This is a bit outside our usual purview, but I was quite blown away by this amazing documentary film shot by a young trainee on his first major voyage, from Hamburg to Chile on the famous four masted barque “Peking”. Irving Johnson, who went on to become a noted captain, set out to prepare himself for the rigors of sea and joined the crew of the Peking with a film camera in hand. Shortly after they left Hamburg, they encountered “The Storm of the Century” that sunk some 60 vessels. And then they hit another massive storm near Cape Horn, where two crew members were washed overboard (“Nobody talked about that afterwards”).
Johnson narrates his film, which gives an unparalleled insight as to what life was like on a tall masted sailing ship, encountering storms as well as just the daily routine, including handling some 135 ropes and all those giant sails.

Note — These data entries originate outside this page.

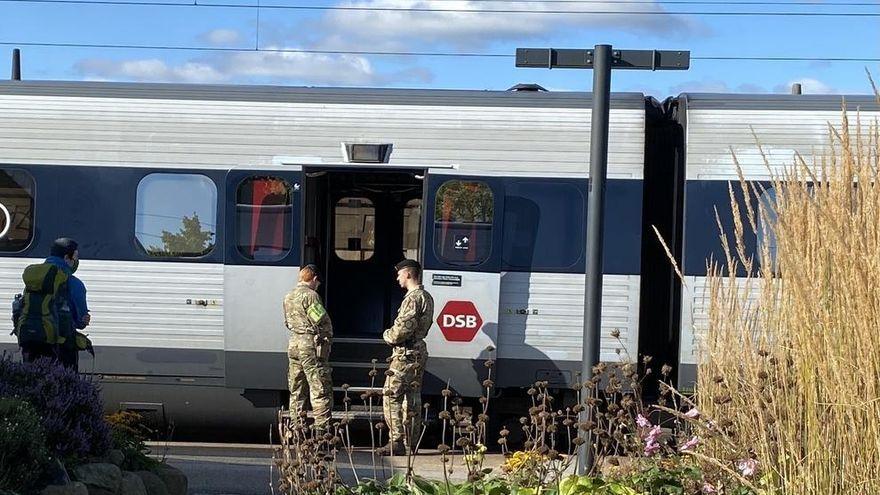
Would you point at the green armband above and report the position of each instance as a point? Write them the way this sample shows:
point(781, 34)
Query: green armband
point(316, 312)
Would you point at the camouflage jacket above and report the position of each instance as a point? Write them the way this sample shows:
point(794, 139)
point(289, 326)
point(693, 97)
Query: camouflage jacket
point(305, 314)
point(413, 320)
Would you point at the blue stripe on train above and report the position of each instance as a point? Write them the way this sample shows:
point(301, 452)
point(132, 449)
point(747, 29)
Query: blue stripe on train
point(701, 235)
point(96, 206)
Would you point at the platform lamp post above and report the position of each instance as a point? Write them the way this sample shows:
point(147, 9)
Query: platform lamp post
point(602, 59)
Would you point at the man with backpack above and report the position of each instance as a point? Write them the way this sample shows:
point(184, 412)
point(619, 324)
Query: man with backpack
point(51, 307)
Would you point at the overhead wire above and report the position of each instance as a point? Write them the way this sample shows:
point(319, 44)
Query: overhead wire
point(406, 53)
point(355, 8)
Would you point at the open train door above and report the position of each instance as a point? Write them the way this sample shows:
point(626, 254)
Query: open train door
point(462, 271)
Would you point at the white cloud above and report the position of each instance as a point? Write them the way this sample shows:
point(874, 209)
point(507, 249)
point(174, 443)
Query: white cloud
point(153, 70)
point(809, 85)
point(268, 66)
point(221, 37)
point(400, 30)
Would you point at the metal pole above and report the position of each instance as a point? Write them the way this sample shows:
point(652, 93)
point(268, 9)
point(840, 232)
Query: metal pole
point(16, 64)
point(595, 221)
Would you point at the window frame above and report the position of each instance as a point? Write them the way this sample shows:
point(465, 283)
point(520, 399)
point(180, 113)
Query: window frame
point(33, 216)
point(497, 217)
point(573, 183)
point(235, 221)
point(218, 215)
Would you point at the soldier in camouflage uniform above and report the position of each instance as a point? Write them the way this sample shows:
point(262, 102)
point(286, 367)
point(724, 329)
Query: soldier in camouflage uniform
point(402, 392)
point(309, 350)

I can’t recommend it enough.
The Peking was built in 1911, a four masted steel-hulled cargo ship, one of the last of the kind. She was specifically designed specifically for the nitrate trade, hauling sodium nitrate, used for making fertilizer, gunpowder and other products, from Chile back to Germany.
She was taken by Italy after WW1 as reparations, but her owners bought her back in 1923, and continued sailing until 1932, when the synthesis of ammonia increasingly made sodium nitrate less valuable. In 132 she was sold for a pittance to an English charity, which used to to house orphan children and train some of them to be future sailors, allowing them to climb the rigging and such.
In 1974, the Peking was sold to New York’s South Street Seaport, where she was docked alongside the Wavetree, another tall masted ship. But the Peking did not get the renovation that she needed there, and her condition deteriorated to the point where she was at risk of being scrapped.
Instead she was donated to Hamburg in 2012, after Germany committed large sums for a total renovation and her future preservation. That was completed in 2020, and that’s how she looks now, at Hamburg’s Port Musuem.